Android controlled t-shirt cannon
posted Jul 16th 2011 5:10pm by Brian Benchofffiled under: android hacks, arduino hacks

Every year, Qualcomm hosts the “Battle of the Schools.” This year the goal was to build homemade contraptions that would be judged on how cool they are. [Doug DeCarme], [Shaver Deyerle], and [Zach Rattner] – three Qualcomm employees at Virginia Tech – built an Android controlled t-shirt cannon for this event and ended up tying with Michigan State for first place.
The cannon is built around an Arduino Uno and a BlueSMiRF Bluetooth modem. [Doug DeCarme], the Android developer of the group, put together an app that would fire each barrel independently. The valves for the cannon are just 150 PSI inline sprinkler valves, bought from the local Home Depot. From the project breakdown, the team spent less than $150 on entire project.
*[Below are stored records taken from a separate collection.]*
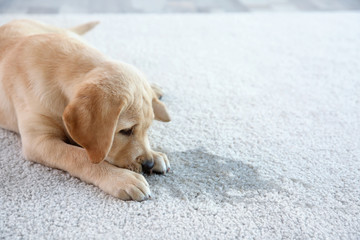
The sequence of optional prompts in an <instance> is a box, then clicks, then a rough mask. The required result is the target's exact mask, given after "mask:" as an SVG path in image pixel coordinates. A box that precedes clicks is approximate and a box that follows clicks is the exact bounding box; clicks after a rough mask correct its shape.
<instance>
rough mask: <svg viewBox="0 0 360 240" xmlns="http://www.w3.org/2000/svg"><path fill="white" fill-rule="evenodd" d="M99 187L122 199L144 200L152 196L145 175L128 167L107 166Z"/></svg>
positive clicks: (102, 177)
mask: <svg viewBox="0 0 360 240" xmlns="http://www.w3.org/2000/svg"><path fill="white" fill-rule="evenodd" d="M98 185H99V187H100V188H101V189H102V190H103V191H105V192H106V193H109V194H110V195H112V196H114V197H117V198H120V199H122V200H136V201H143V200H146V199H148V198H150V188H149V184H148V183H147V181H146V179H145V178H144V176H142V175H141V174H138V173H135V172H132V171H130V170H127V169H123V168H117V167H115V166H113V167H107V168H106V172H104V175H103V176H102V178H101V179H100V182H99V184H98Z"/></svg>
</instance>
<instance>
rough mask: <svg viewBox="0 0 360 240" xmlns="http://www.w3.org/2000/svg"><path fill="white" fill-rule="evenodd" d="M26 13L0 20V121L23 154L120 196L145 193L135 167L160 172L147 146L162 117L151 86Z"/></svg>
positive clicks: (144, 196)
mask: <svg viewBox="0 0 360 240" xmlns="http://www.w3.org/2000/svg"><path fill="white" fill-rule="evenodd" d="M96 24H97V23H96V22H91V23H87V24H84V25H80V26H77V27H74V28H72V29H69V30H67V29H60V28H56V27H53V26H50V25H45V24H42V23H39V22H35V21H30V20H18V21H13V22H10V23H8V24H6V25H3V26H1V27H0V126H1V127H3V128H5V129H9V130H11V131H14V132H17V133H19V134H20V136H21V141H22V151H23V155H24V157H25V158H26V159H28V160H31V161H35V162H38V163H41V164H44V165H46V166H49V167H53V168H58V169H62V170H64V171H67V172H69V173H70V174H71V175H72V176H75V177H78V178H80V179H81V180H83V181H85V182H88V183H91V184H94V185H96V186H98V187H99V188H101V189H102V190H103V191H105V192H107V193H109V194H111V195H112V196H115V197H118V198H120V199H123V200H131V199H133V200H137V201H142V200H145V199H147V198H149V197H150V189H149V184H148V183H147V181H146V180H145V178H144V177H143V175H141V174H139V173H140V172H141V171H147V172H152V171H153V172H158V173H166V172H167V171H169V169H170V163H169V160H168V158H167V157H166V155H165V154H163V153H160V152H155V151H153V150H151V148H150V145H149V140H148V135H147V130H148V128H149V127H150V125H151V123H152V121H153V119H156V120H159V121H163V122H168V121H170V117H169V114H168V111H167V109H166V107H165V105H164V104H163V103H162V102H161V101H159V98H160V97H161V95H162V92H161V90H160V89H159V88H158V87H152V86H151V85H150V84H149V83H148V82H147V80H146V78H145V76H144V75H143V74H142V73H141V72H140V71H139V70H137V69H136V68H135V67H133V66H131V65H129V64H126V63H123V62H119V61H115V60H112V59H110V58H108V57H106V56H104V55H103V54H101V53H100V52H98V51H97V50H96V49H94V48H92V47H91V46H89V45H87V44H86V43H85V42H84V41H83V40H82V39H81V38H80V37H79V34H83V33H85V32H87V31H89V30H90V29H92V28H93V27H94V26H95V25H96Z"/></svg>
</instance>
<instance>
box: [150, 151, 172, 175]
mask: <svg viewBox="0 0 360 240" xmlns="http://www.w3.org/2000/svg"><path fill="white" fill-rule="evenodd" d="M153 156H154V167H153V168H152V170H153V172H155V173H159V174H165V173H167V172H169V171H170V162H169V159H168V158H167V156H166V155H165V154H164V153H159V152H156V153H154V154H153Z"/></svg>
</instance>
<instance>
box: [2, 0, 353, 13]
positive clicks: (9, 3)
mask: <svg viewBox="0 0 360 240" xmlns="http://www.w3.org/2000/svg"><path fill="white" fill-rule="evenodd" d="M346 10H360V0H52V1H48V0H0V13H29V14H39V13H40V14H41V13H44V14H62V13H213V12H258V11H270V12H277V11H287V12H289V11H346Z"/></svg>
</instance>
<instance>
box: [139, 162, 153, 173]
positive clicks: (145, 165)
mask: <svg viewBox="0 0 360 240" xmlns="http://www.w3.org/2000/svg"><path fill="white" fill-rule="evenodd" d="M141 166H142V168H143V172H145V173H151V169H152V168H153V167H154V160H152V159H149V160H145V161H144V162H143V163H142V164H141Z"/></svg>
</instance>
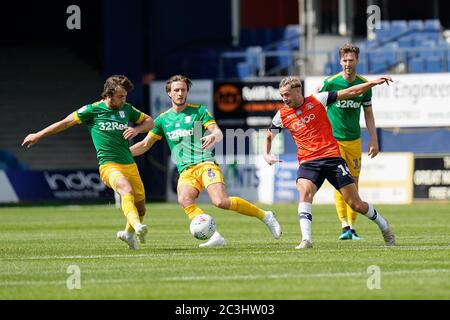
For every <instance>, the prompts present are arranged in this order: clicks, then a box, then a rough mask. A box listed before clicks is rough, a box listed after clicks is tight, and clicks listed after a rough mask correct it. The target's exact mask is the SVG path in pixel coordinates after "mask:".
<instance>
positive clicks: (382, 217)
mask: <svg viewBox="0 0 450 320" xmlns="http://www.w3.org/2000/svg"><path fill="white" fill-rule="evenodd" d="M368 205H369V210H367V212H366V213H365V214H364V215H365V216H366V217H367V218H369V219H370V220H372V221H374V222H375V223H376V224H377V225H378V228H380V230H381V231H385V230H386V229H388V227H389V226H388V223H387V221H386V219H384V218H383V217H382V216H381V214H379V213H378V212H377V210H375V208H374V207H373V206H372V205H371V204H370V203H368Z"/></svg>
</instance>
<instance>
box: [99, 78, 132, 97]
mask: <svg viewBox="0 0 450 320" xmlns="http://www.w3.org/2000/svg"><path fill="white" fill-rule="evenodd" d="M117 87H122V88H124V89H125V90H126V91H127V92H130V91H131V90H133V88H134V86H133V83H132V82H131V80H130V79H128V78H127V77H125V76H120V75H114V76H111V77H109V78H108V79H106V82H105V85H104V86H103V93H102V98H103V99H106V98H107V97H112V96H113V95H114V93H116V89H117Z"/></svg>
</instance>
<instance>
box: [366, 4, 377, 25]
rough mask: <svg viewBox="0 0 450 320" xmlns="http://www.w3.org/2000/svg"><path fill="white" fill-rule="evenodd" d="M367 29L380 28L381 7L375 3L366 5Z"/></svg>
mask: <svg viewBox="0 0 450 320" xmlns="http://www.w3.org/2000/svg"><path fill="white" fill-rule="evenodd" d="M366 13H367V22H366V25H367V29H369V30H374V29H381V25H380V21H381V9H380V7H379V6H377V5H371V6H368V7H367V11H366Z"/></svg>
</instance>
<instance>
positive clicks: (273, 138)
mask: <svg viewBox="0 0 450 320" xmlns="http://www.w3.org/2000/svg"><path fill="white" fill-rule="evenodd" d="M275 135H276V134H275V133H273V132H271V131H270V130H267V132H266V137H265V139H264V141H263V157H264V160H266V162H267V163H268V164H269V165H273V164H274V163H277V162H283V161H282V160H279V159H277V158H276V157H275V156H274V155H273V154H270V151H271V150H272V141H273V139H274V138H275Z"/></svg>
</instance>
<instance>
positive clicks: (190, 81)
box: [166, 74, 192, 93]
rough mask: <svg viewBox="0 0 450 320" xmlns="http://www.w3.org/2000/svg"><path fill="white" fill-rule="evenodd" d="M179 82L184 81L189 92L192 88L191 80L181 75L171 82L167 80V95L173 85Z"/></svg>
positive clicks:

From the video, we see that they’re getting some pretty good distance firing t-shirts at 160 PSI. Although we question the wisdom of using PVC as a pressure vessel holding 160 PSI, changing the PVC to a proper air reservoir wouldn’t be that hard.






It looks like all they are doing is using the Arduino/android linkage is to fire the mess. Why not put a push button (optionally with relay) on some decent length wires and have done? About, what, 500$ cheaper?